Neighboring channel bleed-over: combine multiple FFT bins?

charlie-foxtrot commented 4 years ago

I'm picking up multiple NFM channels, some really well but others are getting a lot of bleed-over from neighboring channels. Channels are 5 KHz wide with 7.5 KHz spacing. I'm using an FFT size of 1024 and sample rate of 2.4 MHz so bins are ~4.69 KHz wide.

I think what I want to do is increase the FFT size to reduce the bleed-over, but when I do that things get worse on the "good" channels, likely because only a single bin's worth of signal is being used. So now I'm thinking of increasing the FFT size and using multiple bins based on the signal bandwidth.

This would mean adding a bandwidth configuration to the channel, then if set, combine multiple bins as necessary to cover at least that bandwidth. Setting FFT size at 2048 and combining 3 bins would be ~7.03 KHz or FFT size of 4096 and 5 bins would be ~5.86 KHz.

Does this approach sound right? Are there better alternatives? Any pointers of how / where / when to combine multiple FFT bins (I know enough to get myself into trouble, but maybe not enough to get out)?

szpajder commented 4 years ago

A better way would be to use larger bins and then band-pass-filter and downconvert every individual channel that falls into the chosen bin.

charlie-foxtrot commented 4 years ago

Larger bin and bandpass I understand, but if a channel’s center frequency is at a bin edge / spanning bins that wont be enough.
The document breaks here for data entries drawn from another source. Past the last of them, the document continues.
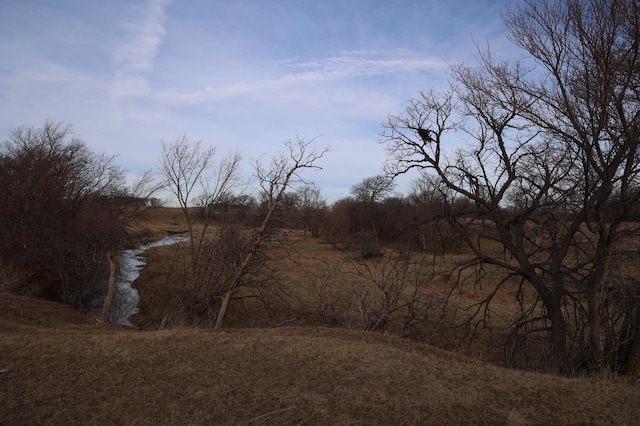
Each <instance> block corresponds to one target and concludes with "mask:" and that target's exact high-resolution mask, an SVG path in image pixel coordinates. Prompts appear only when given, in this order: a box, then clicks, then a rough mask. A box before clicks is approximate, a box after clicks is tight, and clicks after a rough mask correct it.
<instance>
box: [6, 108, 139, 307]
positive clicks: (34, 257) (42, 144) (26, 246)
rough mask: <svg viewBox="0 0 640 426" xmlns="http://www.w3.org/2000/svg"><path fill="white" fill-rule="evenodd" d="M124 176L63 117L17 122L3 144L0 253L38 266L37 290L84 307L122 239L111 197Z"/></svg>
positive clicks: (30, 264) (121, 242) (114, 165)
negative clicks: (83, 137)
mask: <svg viewBox="0 0 640 426" xmlns="http://www.w3.org/2000/svg"><path fill="white" fill-rule="evenodd" d="M124 181H125V179H124V171H123V170H122V169H121V168H119V167H118V166H116V165H115V163H114V158H113V157H112V156H108V155H105V154H97V153H94V152H92V151H91V150H89V149H88V148H87V146H86V144H85V143H84V141H83V140H82V139H81V138H80V137H78V136H77V135H76V134H75V132H74V131H73V128H72V127H71V126H70V125H68V124H65V123H63V122H56V121H51V120H49V121H45V122H44V124H43V125H42V126H41V127H35V126H33V127H18V128H16V129H14V130H13V131H11V133H10V135H9V139H8V140H6V141H5V142H4V143H3V144H2V146H1V147H0V186H1V187H2V191H0V257H2V258H3V260H5V261H7V262H9V263H10V264H14V265H20V267H21V268H26V269H27V270H30V271H34V272H36V273H35V275H34V276H35V278H36V280H37V281H40V282H42V283H44V285H43V287H44V288H43V289H42V294H41V295H42V296H45V297H51V298H58V299H60V300H62V301H63V302H65V303H68V304H71V305H73V306H76V307H83V308H86V307H88V306H89V305H90V303H91V302H92V299H93V297H94V296H95V292H96V291H97V290H99V287H100V282H101V280H102V279H103V278H105V277H104V276H103V274H102V272H103V270H104V269H105V268H104V266H105V262H104V260H103V259H104V255H105V253H106V252H108V251H117V250H118V249H120V248H122V246H123V245H124V243H125V242H126V241H125V240H126V237H127V234H126V229H125V227H124V224H123V222H122V221H121V220H120V219H121V218H120V217H119V214H118V213H117V212H118V209H116V208H115V207H116V206H114V204H113V201H114V196H115V195H117V194H120V193H122V191H123V184H124ZM107 276H108V275H107ZM18 291H20V290H18Z"/></svg>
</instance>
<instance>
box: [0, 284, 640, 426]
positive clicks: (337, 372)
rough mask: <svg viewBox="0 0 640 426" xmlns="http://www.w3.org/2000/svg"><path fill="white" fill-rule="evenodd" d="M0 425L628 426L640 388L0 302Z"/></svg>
mask: <svg viewBox="0 0 640 426" xmlns="http://www.w3.org/2000/svg"><path fill="white" fill-rule="evenodd" d="M0 371H1V372H0V423H2V424H9V425H11V424H16V425H17V424H222V425H224V424H230V425H231V424H233V425H241V424H251V425H258V424H305V425H314V424H315V425H328V424H352V425H356V424H362V425H374V424H380V425H390V424H456V425H458V424H492V425H498V424H514V425H515V424H633V423H635V422H637V421H638V419H640V406H639V405H638V402H639V401H640V388H639V387H638V386H634V385H631V384H625V383H621V382H619V381H618V382H617V381H615V380H611V379H603V378H599V379H564V378H559V377H554V376H547V375H541V374H532V373H524V372H518V371H513V370H506V369H502V368H499V367H496V366H493V365H488V364H483V363H480V362H478V361H474V360H471V359H468V358H464V357H461V356H458V355H455V354H451V353H447V352H444V351H440V350H437V349H434V348H431V347H428V346H425V345H423V344H418V343H414V342H409V341H407V340H402V339H399V338H395V337H392V336H387V335H381V334H367V333H362V332H355V331H347V330H338V329H328V328H313V327H308V328H275V329H262V330H257V329H243V330H233V331H230V330H228V331H227V332H213V331H207V330H193V329H191V330H188V329H184V330H169V331H154V332H140V331H126V330H118V329H110V328H107V327H106V326H103V325H100V324H96V323H95V321H94V322H91V321H89V320H87V319H86V318H85V317H83V316H81V315H79V314H77V313H75V312H73V311H71V310H69V309H68V308H66V307H64V306H60V305H57V304H54V303H49V302H44V301H40V300H35V299H29V298H25V297H19V296H13V295H8V294H0Z"/></svg>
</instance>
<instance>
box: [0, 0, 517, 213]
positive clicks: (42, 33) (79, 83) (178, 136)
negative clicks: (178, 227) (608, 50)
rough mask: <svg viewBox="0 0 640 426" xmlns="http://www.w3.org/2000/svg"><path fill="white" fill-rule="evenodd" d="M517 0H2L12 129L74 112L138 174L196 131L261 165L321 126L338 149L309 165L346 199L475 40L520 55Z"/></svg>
mask: <svg viewBox="0 0 640 426" xmlns="http://www.w3.org/2000/svg"><path fill="white" fill-rule="evenodd" d="M512 3H513V2H511V1H509V0H439V1H434V0H398V1H391V0H388V1H382V0H227V1H221V0H210V1H204V0H173V1H170V0H110V1H86V0H57V1H49V0H41V1H37V0H0V58H2V60H1V61H0V139H2V140H5V139H6V138H7V136H8V133H9V130H10V129H12V128H15V127H17V126H21V125H41V124H42V123H43V122H44V120H46V119H54V120H62V121H65V122H68V123H70V124H72V125H73V126H74V128H75V130H76V131H77V133H78V134H79V136H81V137H82V138H83V139H84V140H85V141H86V143H87V145H88V146H89V147H90V148H91V149H92V150H94V151H97V152H105V153H108V154H114V155H118V158H117V163H118V164H119V165H121V166H122V167H124V168H126V169H128V170H129V171H130V172H131V174H132V175H135V174H137V173H139V172H141V171H142V170H144V169H148V168H152V167H155V166H157V164H158V157H159V155H160V144H161V141H162V140H165V141H172V140H175V139H176V138H178V137H180V136H182V135H184V134H186V135H187V136H188V138H189V139H190V140H192V141H197V140H202V141H203V142H204V143H205V144H207V145H213V146H216V148H217V152H218V155H219V156H226V155H227V154H229V153H231V152H240V153H241V154H242V157H243V159H244V164H245V165H246V167H245V170H246V172H247V173H249V172H250V167H249V160H250V159H256V158H258V157H260V156H261V155H272V154H274V153H276V152H278V151H279V150H280V149H281V147H282V143H283V142H284V141H285V140H287V139H291V138H294V137H295V135H299V136H301V137H306V138H314V137H319V138H318V140H317V143H318V145H319V146H321V147H322V146H326V145H330V146H331V147H332V151H331V152H330V153H329V154H328V155H327V156H326V157H325V158H323V159H322V160H321V163H320V165H321V166H322V167H323V170H321V171H319V172H317V173H316V174H314V175H311V176H309V178H310V179H311V180H313V181H314V182H315V183H316V184H317V185H318V186H319V187H320V188H321V190H322V195H323V196H324V197H325V198H328V199H329V200H330V201H334V200H336V199H339V198H342V197H345V196H348V195H349V189H350V188H351V186H353V185H354V184H357V183H359V182H360V181H362V179H364V178H366V177H369V176H373V175H375V174H377V173H379V172H380V171H381V169H382V164H383V162H384V158H385V153H384V149H383V147H382V146H381V145H379V144H378V143H377V141H378V140H379V133H380V130H381V123H382V122H384V121H385V119H386V117H387V116H388V114H390V113H398V112H401V111H402V110H403V109H404V107H405V106H406V105H407V102H408V101H409V100H410V99H412V98H416V97H417V96H418V93H419V91H420V90H425V91H426V90H429V89H430V88H436V89H437V88H443V87H445V86H446V85H447V79H448V77H447V71H448V66H449V64H451V63H455V62H467V63H473V62H474V57H475V55H476V47H475V45H474V41H475V42H479V43H482V44H484V43H485V42H486V41H489V42H490V43H491V46H492V50H493V51H494V52H498V54H499V55H504V56H507V57H512V58H515V57H517V56H516V55H517V54H518V53H517V51H515V50H514V48H513V47H512V46H511V45H510V44H509V43H508V42H507V40H506V36H507V30H506V28H505V26H504V25H503V23H502V20H501V17H500V11H501V10H502V9H504V8H505V7H507V6H511V4H512ZM511 52H514V53H513V54H512V55H511V56H509V54H510V53H511ZM410 178H411V177H406V178H404V179H405V180H404V181H401V182H400V186H399V188H400V189H403V184H406V182H408V179H410Z"/></svg>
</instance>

I don’t understand the trade offs between the FFT approach and filtering. Is there a reasonable upper limit to “larger bins”? Taking this approach to the extreme would be a single “bin” (ie no FFT at all) and just using bandpass filters to pull out each channel

szpajder commented 4 years ago

What you have just described is the most straightforward way of signal channelization called direct downconversion. Of course it works, but its main drawback is that it is very computationally expensive, because filtering and downconversion need to be performed on the wideband signal at the full sampling rate (be it 2.5Msps for the RTL or even 10 or more Msps for other, more capable receivers). What's more, computational load increases linearly with the number of narrowband channels being extracted from the wideband signal. This is not a big deal for big fat multicore x86-64 CPUs, but all these little single board computers would struggle with just a couple of channels. This is why other ways of signal channelization have been invented, including FFT channelizer being used in this program. No matter how many channels you configure, the CPU load is more-or-less constant, because the only two operations performed at full sampling rate are signal windowing and FFT. The break-even with DDC is AFAIR at about 3-4 channels.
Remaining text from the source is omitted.